Hearing Monday on Stein’s lawsuit to head off punishment in 2020 election ad dispute | Eastern North Carolina Now

    Publisher's Note: This post appears here courtesy of the Carolina Journal. The author of this post is CJ Staff.

    On Monday morning in Greensboro, U.S. District Judge Catherine Eagles is scheduled to hear initial arguments in N.C. Attorney General Josh Stein's effort to have a 91-year-old state law declared unconstitutional. The suit stems from a 2020 campaign ad challenged as false by Stein's general election opponent.

    The suit filed Thursday in U.S. District Court suggests that Stein and two other plaintiffs expect authorities to take action against them soon based on the disputed state law. In addition to Stein's political campaign, the other plaintiffs are his campaign's media firm and a supporter quoted in a television ad.

    "This is an action for declaratory judgment and injunction by Plaintiffs who have been subjected for nearly two years to intrusive law-enforcement investigations, initiated by the losing candidate in the 2020 General Election for the Office of North Carolina Attorney General," according to the federal complaint.

    Stein, the incumbent Democrat, faced Republican challenger Jim O'Neill in the 2020 general election. O'Neill was Forsyth County's district attorney. Stein won re-election by just 13,622 votes out of 5.4 million ballots cast.

    Stein and O'Neill clashed during the campaign over accusations involving untested sexual assault evidence collection kits. Each accused the other of failing to do his job in dealing with the "rape kits."

    The challenger objected to a Stein ad that "truthfully referenced O'Neill's record of indifference to the large backlog of untested rape kits in his own jurisdiction," according to Stein's complaint.

    Specifically, O'Neill objected to "a single line from a single Stein Campaign political advertisement," according to the complaint. Plaintiff Juliette Grimmett, a sexual assault victim policy strategist at Stein's N.C. Justice Department, "commented on Mr. O'Neill's failure to act with respect to over 1,500 untested rape kits languishing in the possession of the local law enforcement authorities within Mr. O'Neill's prosecutorial jurisdiction."

    "When I learned that Jim O'Neill left 1,500 rape kits on a shelf leaving rapists on the streets, I had to speak out," Grimmett said in the ad.

    "O'Neill claimed the ad was false and sought to retaliate," Stein's complaint argued. "But he did not do so by pursuing a civil defamation action. Instead, as a sitting District Attorney, he sought to place law enforcement investigators in the position of judging the appropriateness of political speech. The resulting investigations, conducted pursuant to an archaic and never-before-used law enacted in 1931, ... seek to punish Plaintiffs for core protected political speech and to chill the speech of Plaintiffs and others going forward in clear violation of the First Amendment."

    Stein is asking the federal court to declare the law unconstitutional. He's also seeking an injunction blocking the N.C. State Board of Elections and the Wake County district attorney from taking action against the plaintiffs in connection with the disputed law.

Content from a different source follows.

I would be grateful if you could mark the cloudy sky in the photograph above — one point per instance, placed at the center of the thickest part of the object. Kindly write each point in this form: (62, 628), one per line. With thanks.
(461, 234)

    "[T]he Statute - although it has been codified for nearly one hundred years - has never been the subject of a reported indictment or charge against any individual or entity, including any political campaign," Stein's complaint claimed. "Nor has it been the subject of any reported case from the North Carolina courts. In 2016, the United States Court of Appeals for the Sixth Circuit held that a nearly identical Ohio statute violated the First and Fourteenth Amendments because it was a content-based restriction that burdened core protected political speech in a manner not narrowly tailored to achieve a state interest."

    N.C. General Statutes Section 163-274(a)(9), declares it unlawful, as a Class 2 misdemeanor, "For any person to publish or cause to be circulated derogatory reports with reference to any candidate in any primary or election, knowing such report to be false or in reckless disregard of its truth or falsity, when such report is calculated or intended to affect the chances of such candidate for nomination or election."

    O'Neill's campaign cited the disputed statute in a September 2020 complaint to the N.C. State Board of Elections. The Republican challenger's complaint alleged "that the Stein Campaign and Attorney General Stein were in violation of the Statute on the grounds that candidate O'Neill, 'who is the elected District Attorney for Forsyth County, has never in his career left "rape kits sitting on a shelf"' because he was 'never in the chain of custody as it relates to rape kits.'"

    The challenger asked the state elections board to refer his complaint to Wake County's district attorney for further action. The board conducted an investigation, including interviews in March 2021, and presented its findings to the Wake County district attorney in July 2021.

    The SBI also conducted an investigation during the second half of 2021. The investigation involved "nothing further of substance" from January through May this year.

    "Plaintiffs believe that enforcement action under the Statute is forthcoming," according to Stein's complaint. "In addition, Plaintiffs desire to continue to engage in the dissemination of information concerning political issues and candidates without the prospect of being dragged before governmental agents who seek to sit in judgment of the truth of political speech and who, in any event, can subject Plaintiffs and others to extensive and intrusive investigations under threat of criminal prosecution on subjects constituting core political speech."